Lord Morley, Meine Demission
 
Nachfolgend ein paar Worte zum Vorabend der 2.Marokkokrise:

Am 04.April 1911 erörterte Nicolson mit dem französischen Botschafter in London, Cambon, die Möglichkeit einer französischen Expedition nach Fes. Auf Nicolsons Einwände reagiert Cambon mit dem Hinweis, das er bloß an die Wand mal, was möglicherweise eintreten werden.
Nicolson erklärte Cambon, das er kluger Einsicht in die Verhältnisse, " Wenn die französischen Truppen zu dem Zwecke entsandt würden, um dem Sultan auf seinem Throne zu erhalten, dann sei es klar, dass sie das Land nie mehr verlassen könnten."
Kurze Zeit danach äußerte Nicolson zum russischen Botschafter in London, Benckendorff, das es leichter sei eine Stadt zu besetzen, als sich wieder zurückzuziehen. Im Falle einer Besetzung können politische Komplikationen entstehen. Nicolson ist nicht der einzige, der die Dinge klar kommen sieht.
Der Assistant-Undersecretary Langley meinte, das Deutschland, wenn es die Umstände nicht benützt, um Ungelegenheiten zu machen, einen Preis verlangen wird.
Man hat im Foreign Office die Dinge also klar kommen sehen und auch der warnende Standpunkt anderer ist gehört worden. Eine militärische Expedition der Franzosen nach Fes bedeutet aller Wahrscheinlichkeit nach eine Eroberung und dauernde Besetzung Marokkos. Dieses wird ein Eingreifen Deutschlands zur Folge haben, das dann wohl die Revision der Akte von Algeciras und einen Preis verlangen wird. Crowe erging sich in seinen üblichen Anklagen gegen Deutschland, ohne jede Beachtung oder Berücksichtigung des Völkerrechts.
Als Nicolson von Frankreich darüber in Kenntnis gesetzt wurde, das in Hinblick auf Fes die Lage täglich kritischer werde, eine französische Kolonne bereitgestellt sei, um nach der Hauptstadt vorzurücken, hat der britische Diplomat keine entsprechende Warnung entgegengesetzt, sondern im Prinzip gebilligt.

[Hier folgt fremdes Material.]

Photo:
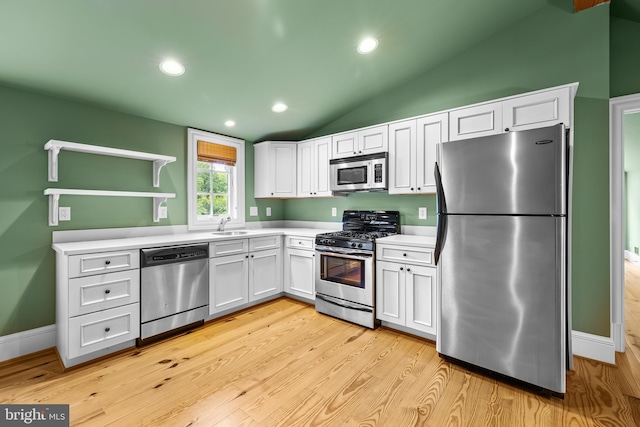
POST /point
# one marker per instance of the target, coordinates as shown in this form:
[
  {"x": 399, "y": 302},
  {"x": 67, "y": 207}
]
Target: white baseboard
[
  {"x": 593, "y": 347},
  {"x": 23, "y": 343}
]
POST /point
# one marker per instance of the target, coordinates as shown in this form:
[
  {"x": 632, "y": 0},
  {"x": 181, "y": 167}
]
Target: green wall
[
  {"x": 572, "y": 47},
  {"x": 632, "y": 180}
]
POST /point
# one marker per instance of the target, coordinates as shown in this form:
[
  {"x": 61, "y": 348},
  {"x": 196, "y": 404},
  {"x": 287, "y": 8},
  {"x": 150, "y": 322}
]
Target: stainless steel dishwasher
[{"x": 174, "y": 290}]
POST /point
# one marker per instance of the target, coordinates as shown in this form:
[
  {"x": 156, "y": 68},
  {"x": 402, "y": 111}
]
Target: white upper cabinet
[
  {"x": 275, "y": 169},
  {"x": 313, "y": 167},
  {"x": 537, "y": 110},
  {"x": 366, "y": 141},
  {"x": 472, "y": 122},
  {"x": 412, "y": 153}
]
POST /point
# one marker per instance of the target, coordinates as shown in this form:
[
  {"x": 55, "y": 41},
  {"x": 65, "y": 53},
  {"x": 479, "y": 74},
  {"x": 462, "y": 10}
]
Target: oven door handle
[
  {"x": 350, "y": 307},
  {"x": 345, "y": 255}
]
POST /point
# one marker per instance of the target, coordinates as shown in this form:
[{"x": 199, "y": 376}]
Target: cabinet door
[
  {"x": 228, "y": 282},
  {"x": 537, "y": 110},
  {"x": 305, "y": 169},
  {"x": 402, "y": 157},
  {"x": 430, "y": 131},
  {"x": 421, "y": 298},
  {"x": 283, "y": 174},
  {"x": 373, "y": 140},
  {"x": 322, "y": 155},
  {"x": 471, "y": 122},
  {"x": 390, "y": 292},
  {"x": 299, "y": 273},
  {"x": 265, "y": 274}
]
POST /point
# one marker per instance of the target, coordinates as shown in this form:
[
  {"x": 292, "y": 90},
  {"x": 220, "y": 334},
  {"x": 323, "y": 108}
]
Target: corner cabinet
[
  {"x": 412, "y": 153},
  {"x": 532, "y": 110},
  {"x": 275, "y": 169},
  {"x": 406, "y": 286},
  {"x": 55, "y": 146},
  {"x": 313, "y": 168}
]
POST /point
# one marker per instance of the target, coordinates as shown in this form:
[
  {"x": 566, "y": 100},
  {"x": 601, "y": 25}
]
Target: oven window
[
  {"x": 354, "y": 175},
  {"x": 345, "y": 271}
]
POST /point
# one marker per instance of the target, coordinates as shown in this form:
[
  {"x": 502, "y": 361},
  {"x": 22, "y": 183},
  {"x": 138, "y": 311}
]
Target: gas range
[{"x": 361, "y": 229}]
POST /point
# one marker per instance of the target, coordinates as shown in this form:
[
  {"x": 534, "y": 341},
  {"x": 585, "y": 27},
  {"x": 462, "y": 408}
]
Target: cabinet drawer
[
  {"x": 412, "y": 255},
  {"x": 103, "y": 291},
  {"x": 97, "y": 331},
  {"x": 88, "y": 264},
  {"x": 264, "y": 243},
  {"x": 228, "y": 247},
  {"x": 300, "y": 242}
]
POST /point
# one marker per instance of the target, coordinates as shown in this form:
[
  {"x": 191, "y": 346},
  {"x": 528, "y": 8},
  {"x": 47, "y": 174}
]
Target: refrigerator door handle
[{"x": 442, "y": 215}]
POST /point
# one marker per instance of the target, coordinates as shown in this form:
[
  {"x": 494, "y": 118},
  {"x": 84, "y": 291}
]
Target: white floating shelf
[
  {"x": 55, "y": 193},
  {"x": 54, "y": 146}
]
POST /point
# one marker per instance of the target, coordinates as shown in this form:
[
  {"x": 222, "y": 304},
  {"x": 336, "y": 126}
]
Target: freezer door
[
  {"x": 513, "y": 173},
  {"x": 502, "y": 290}
]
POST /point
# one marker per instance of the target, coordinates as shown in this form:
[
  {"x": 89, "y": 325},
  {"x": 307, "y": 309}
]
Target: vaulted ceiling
[{"x": 240, "y": 56}]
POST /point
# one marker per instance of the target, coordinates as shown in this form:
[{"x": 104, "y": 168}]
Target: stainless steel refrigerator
[{"x": 501, "y": 254}]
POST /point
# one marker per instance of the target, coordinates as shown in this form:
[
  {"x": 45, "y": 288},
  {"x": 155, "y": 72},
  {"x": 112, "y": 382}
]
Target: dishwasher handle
[{"x": 173, "y": 254}]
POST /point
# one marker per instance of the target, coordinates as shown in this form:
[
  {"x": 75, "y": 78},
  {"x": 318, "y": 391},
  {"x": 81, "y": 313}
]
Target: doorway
[{"x": 619, "y": 108}]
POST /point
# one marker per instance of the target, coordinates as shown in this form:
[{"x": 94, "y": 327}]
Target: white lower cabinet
[
  {"x": 300, "y": 267},
  {"x": 97, "y": 304},
  {"x": 253, "y": 274},
  {"x": 228, "y": 279},
  {"x": 406, "y": 291}
]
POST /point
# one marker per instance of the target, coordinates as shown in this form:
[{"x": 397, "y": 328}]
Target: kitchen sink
[{"x": 230, "y": 233}]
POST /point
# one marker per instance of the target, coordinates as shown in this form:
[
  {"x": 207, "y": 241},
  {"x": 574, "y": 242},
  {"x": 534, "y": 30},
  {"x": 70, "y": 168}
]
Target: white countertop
[
  {"x": 408, "y": 240},
  {"x": 88, "y": 246}
]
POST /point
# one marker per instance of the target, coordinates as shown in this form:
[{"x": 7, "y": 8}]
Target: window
[{"x": 215, "y": 180}]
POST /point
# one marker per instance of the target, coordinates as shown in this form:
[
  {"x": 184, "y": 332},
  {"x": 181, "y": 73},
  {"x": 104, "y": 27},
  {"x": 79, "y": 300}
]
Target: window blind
[{"x": 216, "y": 153}]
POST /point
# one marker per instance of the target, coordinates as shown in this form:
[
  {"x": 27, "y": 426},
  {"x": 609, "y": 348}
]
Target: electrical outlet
[
  {"x": 64, "y": 214},
  {"x": 162, "y": 212},
  {"x": 422, "y": 213}
]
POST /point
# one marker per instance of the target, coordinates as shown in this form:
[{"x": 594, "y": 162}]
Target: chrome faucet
[{"x": 223, "y": 221}]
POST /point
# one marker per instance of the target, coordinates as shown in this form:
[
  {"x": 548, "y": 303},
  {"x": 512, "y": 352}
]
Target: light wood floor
[{"x": 283, "y": 364}]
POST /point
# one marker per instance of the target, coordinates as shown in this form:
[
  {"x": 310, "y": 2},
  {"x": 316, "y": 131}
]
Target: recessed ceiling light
[
  {"x": 367, "y": 45},
  {"x": 279, "y": 107},
  {"x": 172, "y": 68}
]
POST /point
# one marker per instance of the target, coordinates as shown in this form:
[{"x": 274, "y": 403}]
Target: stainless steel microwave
[{"x": 359, "y": 173}]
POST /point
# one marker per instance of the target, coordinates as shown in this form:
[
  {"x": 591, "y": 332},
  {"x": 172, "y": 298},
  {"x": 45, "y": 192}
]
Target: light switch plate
[
  {"x": 64, "y": 213},
  {"x": 422, "y": 213},
  {"x": 162, "y": 212}
]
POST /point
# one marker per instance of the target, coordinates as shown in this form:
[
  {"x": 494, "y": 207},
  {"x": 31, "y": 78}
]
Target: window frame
[{"x": 194, "y": 223}]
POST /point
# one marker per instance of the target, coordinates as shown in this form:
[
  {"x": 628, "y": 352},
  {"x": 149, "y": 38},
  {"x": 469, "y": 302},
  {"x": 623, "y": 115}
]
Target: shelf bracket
[
  {"x": 157, "y": 166},
  {"x": 54, "y": 201},
  {"x": 53, "y": 163},
  {"x": 157, "y": 201}
]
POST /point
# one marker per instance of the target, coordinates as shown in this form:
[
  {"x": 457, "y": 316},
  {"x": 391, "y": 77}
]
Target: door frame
[{"x": 618, "y": 107}]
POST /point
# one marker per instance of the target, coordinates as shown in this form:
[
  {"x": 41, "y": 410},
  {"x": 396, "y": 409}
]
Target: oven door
[{"x": 344, "y": 275}]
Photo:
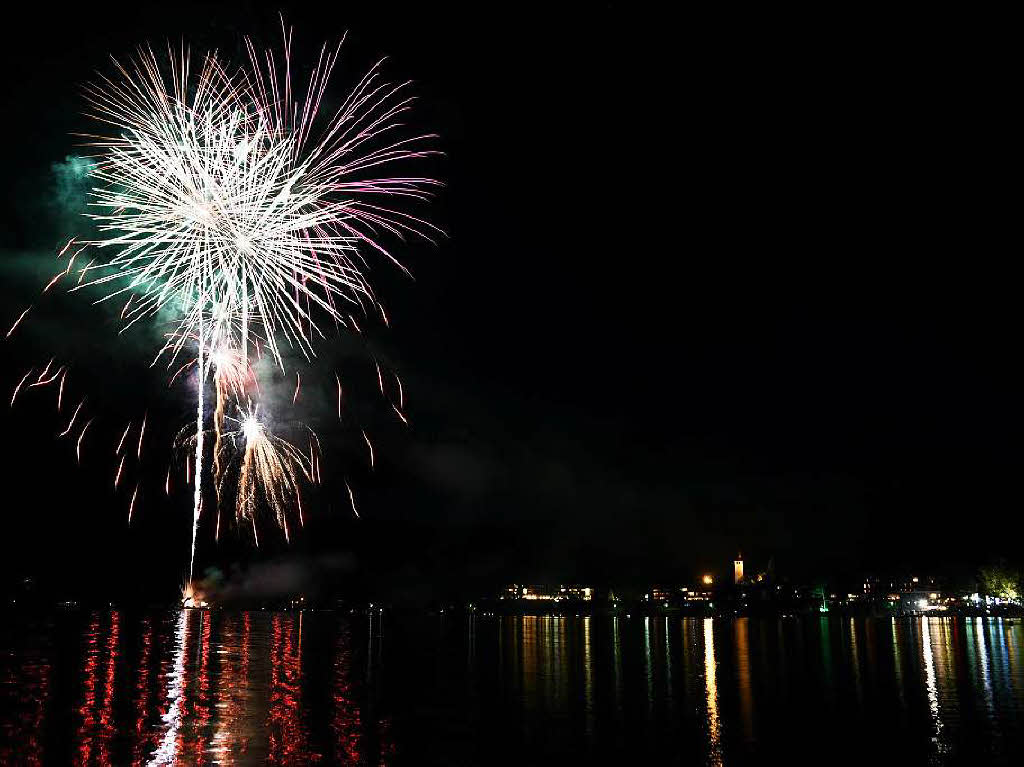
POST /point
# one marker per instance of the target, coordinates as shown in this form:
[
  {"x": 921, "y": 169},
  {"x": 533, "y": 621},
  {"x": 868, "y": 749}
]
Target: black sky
[{"x": 709, "y": 284}]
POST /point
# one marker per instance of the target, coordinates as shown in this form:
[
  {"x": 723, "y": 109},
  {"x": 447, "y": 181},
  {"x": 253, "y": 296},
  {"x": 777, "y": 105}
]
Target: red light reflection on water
[
  {"x": 288, "y": 735},
  {"x": 90, "y": 683},
  {"x": 347, "y": 722},
  {"x": 144, "y": 739}
]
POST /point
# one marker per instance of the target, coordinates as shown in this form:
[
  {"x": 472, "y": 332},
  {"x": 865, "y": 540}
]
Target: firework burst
[{"x": 238, "y": 208}]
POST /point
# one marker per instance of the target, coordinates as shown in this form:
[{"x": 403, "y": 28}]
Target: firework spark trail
[
  {"x": 226, "y": 198},
  {"x": 45, "y": 371},
  {"x": 141, "y": 433},
  {"x": 370, "y": 445},
  {"x": 78, "y": 445},
  {"x": 351, "y": 500},
  {"x": 73, "y": 417},
  {"x": 18, "y": 321},
  {"x": 131, "y": 506},
  {"x": 198, "y": 498},
  {"x": 123, "y": 437},
  {"x": 18, "y": 387},
  {"x": 338, "y": 381},
  {"x": 49, "y": 380},
  {"x": 270, "y": 471}
]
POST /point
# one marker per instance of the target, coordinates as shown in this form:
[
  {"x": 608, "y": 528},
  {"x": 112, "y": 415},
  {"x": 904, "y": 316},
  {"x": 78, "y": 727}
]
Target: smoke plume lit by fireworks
[{"x": 237, "y": 212}]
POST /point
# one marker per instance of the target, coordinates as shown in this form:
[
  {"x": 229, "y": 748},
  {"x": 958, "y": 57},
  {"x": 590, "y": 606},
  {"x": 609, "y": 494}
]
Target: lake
[{"x": 220, "y": 687}]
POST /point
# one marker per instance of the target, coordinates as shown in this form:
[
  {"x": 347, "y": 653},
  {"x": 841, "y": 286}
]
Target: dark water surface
[{"x": 317, "y": 687}]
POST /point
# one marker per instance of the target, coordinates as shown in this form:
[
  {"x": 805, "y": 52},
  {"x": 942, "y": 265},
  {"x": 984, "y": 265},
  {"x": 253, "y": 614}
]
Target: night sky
[{"x": 708, "y": 285}]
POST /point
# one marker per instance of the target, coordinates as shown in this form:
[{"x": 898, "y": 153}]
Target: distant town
[
  {"x": 735, "y": 589},
  {"x": 996, "y": 590}
]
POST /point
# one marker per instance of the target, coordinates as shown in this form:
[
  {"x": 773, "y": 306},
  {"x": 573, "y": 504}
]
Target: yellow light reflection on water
[{"x": 711, "y": 683}]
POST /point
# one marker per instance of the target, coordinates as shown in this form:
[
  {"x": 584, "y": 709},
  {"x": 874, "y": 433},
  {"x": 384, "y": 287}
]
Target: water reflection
[
  {"x": 933, "y": 690},
  {"x": 300, "y": 688},
  {"x": 714, "y": 726}
]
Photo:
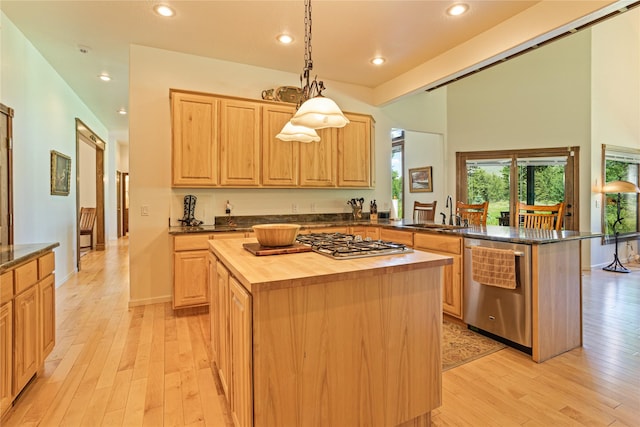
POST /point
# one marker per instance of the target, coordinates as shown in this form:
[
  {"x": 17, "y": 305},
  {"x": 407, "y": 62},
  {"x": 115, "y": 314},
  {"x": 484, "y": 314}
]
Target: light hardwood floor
[{"x": 150, "y": 365}]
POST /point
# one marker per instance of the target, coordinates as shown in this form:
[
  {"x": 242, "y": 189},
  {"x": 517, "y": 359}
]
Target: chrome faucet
[{"x": 449, "y": 205}]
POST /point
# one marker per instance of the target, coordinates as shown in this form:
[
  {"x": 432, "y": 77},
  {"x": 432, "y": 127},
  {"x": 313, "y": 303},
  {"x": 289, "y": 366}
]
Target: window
[
  {"x": 620, "y": 164},
  {"x": 503, "y": 178}
]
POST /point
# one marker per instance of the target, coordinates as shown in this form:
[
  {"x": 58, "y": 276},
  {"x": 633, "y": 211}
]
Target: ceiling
[{"x": 346, "y": 35}]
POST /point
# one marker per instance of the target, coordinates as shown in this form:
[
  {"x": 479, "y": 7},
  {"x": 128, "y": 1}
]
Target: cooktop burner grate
[{"x": 348, "y": 246}]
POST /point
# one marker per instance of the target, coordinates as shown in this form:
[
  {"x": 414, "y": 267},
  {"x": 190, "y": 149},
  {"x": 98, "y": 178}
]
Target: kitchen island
[{"x": 303, "y": 339}]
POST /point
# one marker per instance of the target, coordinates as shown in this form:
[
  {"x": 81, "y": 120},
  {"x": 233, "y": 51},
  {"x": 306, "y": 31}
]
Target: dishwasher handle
[{"x": 516, "y": 253}]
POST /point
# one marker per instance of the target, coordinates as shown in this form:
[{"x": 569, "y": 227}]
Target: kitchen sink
[{"x": 434, "y": 226}]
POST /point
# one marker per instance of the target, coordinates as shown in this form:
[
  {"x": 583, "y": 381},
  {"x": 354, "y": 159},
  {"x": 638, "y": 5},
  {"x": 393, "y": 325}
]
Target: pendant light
[{"x": 314, "y": 111}]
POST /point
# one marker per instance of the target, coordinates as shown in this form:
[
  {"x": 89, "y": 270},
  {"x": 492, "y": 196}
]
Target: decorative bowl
[{"x": 275, "y": 235}]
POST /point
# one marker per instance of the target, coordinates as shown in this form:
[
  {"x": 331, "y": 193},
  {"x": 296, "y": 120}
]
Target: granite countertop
[
  {"x": 490, "y": 232},
  {"x": 13, "y": 255}
]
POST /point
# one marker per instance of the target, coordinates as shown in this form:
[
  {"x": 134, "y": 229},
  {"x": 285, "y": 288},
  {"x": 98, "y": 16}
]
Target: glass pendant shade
[
  {"x": 291, "y": 132},
  {"x": 319, "y": 113}
]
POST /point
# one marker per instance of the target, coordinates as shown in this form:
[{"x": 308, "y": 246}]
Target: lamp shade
[
  {"x": 620, "y": 187},
  {"x": 319, "y": 113},
  {"x": 291, "y": 132}
]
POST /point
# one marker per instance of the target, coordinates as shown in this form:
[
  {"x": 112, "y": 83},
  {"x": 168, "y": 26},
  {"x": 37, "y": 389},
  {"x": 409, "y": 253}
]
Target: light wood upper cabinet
[
  {"x": 220, "y": 141},
  {"x": 194, "y": 139},
  {"x": 240, "y": 136},
  {"x": 318, "y": 160},
  {"x": 354, "y": 152},
  {"x": 280, "y": 159}
]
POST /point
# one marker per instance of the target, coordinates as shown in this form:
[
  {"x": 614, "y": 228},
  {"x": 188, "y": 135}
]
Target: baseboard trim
[{"x": 149, "y": 301}]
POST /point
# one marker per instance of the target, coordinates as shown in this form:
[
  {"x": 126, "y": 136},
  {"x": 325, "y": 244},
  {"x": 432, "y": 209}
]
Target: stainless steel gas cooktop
[{"x": 349, "y": 246}]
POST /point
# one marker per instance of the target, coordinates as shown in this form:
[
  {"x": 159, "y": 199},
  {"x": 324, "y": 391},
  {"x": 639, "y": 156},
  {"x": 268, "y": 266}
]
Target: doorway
[
  {"x": 122, "y": 183},
  {"x": 93, "y": 182},
  {"x": 6, "y": 184}
]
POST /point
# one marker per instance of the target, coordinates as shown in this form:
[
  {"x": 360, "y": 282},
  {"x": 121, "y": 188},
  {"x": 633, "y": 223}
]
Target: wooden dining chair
[
  {"x": 87, "y": 222},
  {"x": 476, "y": 214},
  {"x": 424, "y": 212},
  {"x": 545, "y": 217}
]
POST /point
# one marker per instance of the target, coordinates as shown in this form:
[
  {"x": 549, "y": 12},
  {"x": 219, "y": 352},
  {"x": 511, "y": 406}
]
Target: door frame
[
  {"x": 84, "y": 133},
  {"x": 9, "y": 112}
]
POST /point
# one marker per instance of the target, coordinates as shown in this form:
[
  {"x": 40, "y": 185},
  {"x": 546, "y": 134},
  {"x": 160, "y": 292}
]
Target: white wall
[
  {"x": 45, "y": 113},
  {"x": 615, "y": 115}
]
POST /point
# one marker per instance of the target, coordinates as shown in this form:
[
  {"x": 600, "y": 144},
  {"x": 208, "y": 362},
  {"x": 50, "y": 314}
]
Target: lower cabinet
[
  {"x": 25, "y": 338},
  {"x": 231, "y": 342},
  {"x": 191, "y": 268},
  {"x": 240, "y": 396},
  {"x": 27, "y": 324},
  {"x": 6, "y": 356},
  {"x": 450, "y": 246}
]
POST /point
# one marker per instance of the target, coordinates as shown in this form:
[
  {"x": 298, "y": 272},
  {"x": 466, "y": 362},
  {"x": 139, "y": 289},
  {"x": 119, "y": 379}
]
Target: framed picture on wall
[
  {"x": 420, "y": 180},
  {"x": 60, "y": 174}
]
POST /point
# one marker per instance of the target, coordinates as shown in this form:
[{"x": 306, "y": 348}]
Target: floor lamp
[{"x": 618, "y": 187}]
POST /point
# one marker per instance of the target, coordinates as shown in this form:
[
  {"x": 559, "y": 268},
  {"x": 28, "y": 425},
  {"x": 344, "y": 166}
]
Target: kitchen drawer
[
  {"x": 437, "y": 242},
  {"x": 191, "y": 242},
  {"x": 46, "y": 265},
  {"x": 25, "y": 276},
  {"x": 6, "y": 287},
  {"x": 397, "y": 236}
]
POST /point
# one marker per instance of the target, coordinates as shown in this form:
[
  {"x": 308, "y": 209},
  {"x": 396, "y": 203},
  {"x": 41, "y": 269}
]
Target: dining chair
[
  {"x": 475, "y": 214},
  {"x": 545, "y": 217},
  {"x": 424, "y": 212},
  {"x": 87, "y": 222}
]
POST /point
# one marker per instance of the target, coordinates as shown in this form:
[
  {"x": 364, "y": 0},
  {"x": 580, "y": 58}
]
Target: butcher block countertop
[{"x": 282, "y": 271}]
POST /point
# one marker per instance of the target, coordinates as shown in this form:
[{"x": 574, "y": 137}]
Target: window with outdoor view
[
  {"x": 621, "y": 164},
  {"x": 504, "y": 178}
]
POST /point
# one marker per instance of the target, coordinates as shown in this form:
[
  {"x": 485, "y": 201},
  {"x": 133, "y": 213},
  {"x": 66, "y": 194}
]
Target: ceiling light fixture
[
  {"x": 164, "y": 10},
  {"x": 457, "y": 9},
  {"x": 285, "y": 39},
  {"x": 315, "y": 111}
]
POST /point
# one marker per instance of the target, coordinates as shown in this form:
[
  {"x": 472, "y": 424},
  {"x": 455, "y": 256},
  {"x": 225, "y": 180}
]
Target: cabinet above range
[{"x": 221, "y": 141}]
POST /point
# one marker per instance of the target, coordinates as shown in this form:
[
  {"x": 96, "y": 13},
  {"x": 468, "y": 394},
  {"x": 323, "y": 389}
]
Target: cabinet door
[
  {"x": 194, "y": 133},
  {"x": 26, "y": 334},
  {"x": 47, "y": 316},
  {"x": 241, "y": 401},
  {"x": 280, "y": 159},
  {"x": 214, "y": 308},
  {"x": 318, "y": 160},
  {"x": 191, "y": 278},
  {"x": 239, "y": 143},
  {"x": 354, "y": 152},
  {"x": 223, "y": 327},
  {"x": 6, "y": 356},
  {"x": 452, "y": 289}
]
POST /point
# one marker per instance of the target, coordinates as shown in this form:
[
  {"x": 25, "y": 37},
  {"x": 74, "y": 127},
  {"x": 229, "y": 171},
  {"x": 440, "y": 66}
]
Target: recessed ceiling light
[
  {"x": 285, "y": 39},
  {"x": 457, "y": 9},
  {"x": 163, "y": 10}
]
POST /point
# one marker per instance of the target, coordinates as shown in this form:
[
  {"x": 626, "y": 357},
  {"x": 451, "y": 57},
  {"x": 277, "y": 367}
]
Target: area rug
[{"x": 461, "y": 345}]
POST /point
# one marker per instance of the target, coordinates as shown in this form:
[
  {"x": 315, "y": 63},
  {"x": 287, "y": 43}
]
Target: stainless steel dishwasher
[{"x": 503, "y": 313}]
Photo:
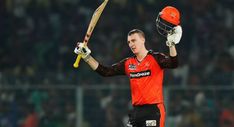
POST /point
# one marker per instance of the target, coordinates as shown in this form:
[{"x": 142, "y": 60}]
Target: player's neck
[{"x": 140, "y": 56}]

Wie sehr und wie entscheidend es auf die Haltung Englands ankam, das sah der belgische Gesandte in Paris Guillaume, "vom ersten Tage ab": Der Schwerpunkt der Situation liegt in London."
 
Frankreich stand mittlerweile in Fes als Sir Arthur Nicolson seine Zustimmung zu einem "höchst vernünftigen Programm" der französischen Regierung gab.

Der französischen Botschafter in Madrid, Geoffray, das der Sultan sowohl wie der Machsen, seit einiger Zeit von Frankreich gegängelt werden...und dieses Verhältnis auf ein Protektorat hinauslaufe.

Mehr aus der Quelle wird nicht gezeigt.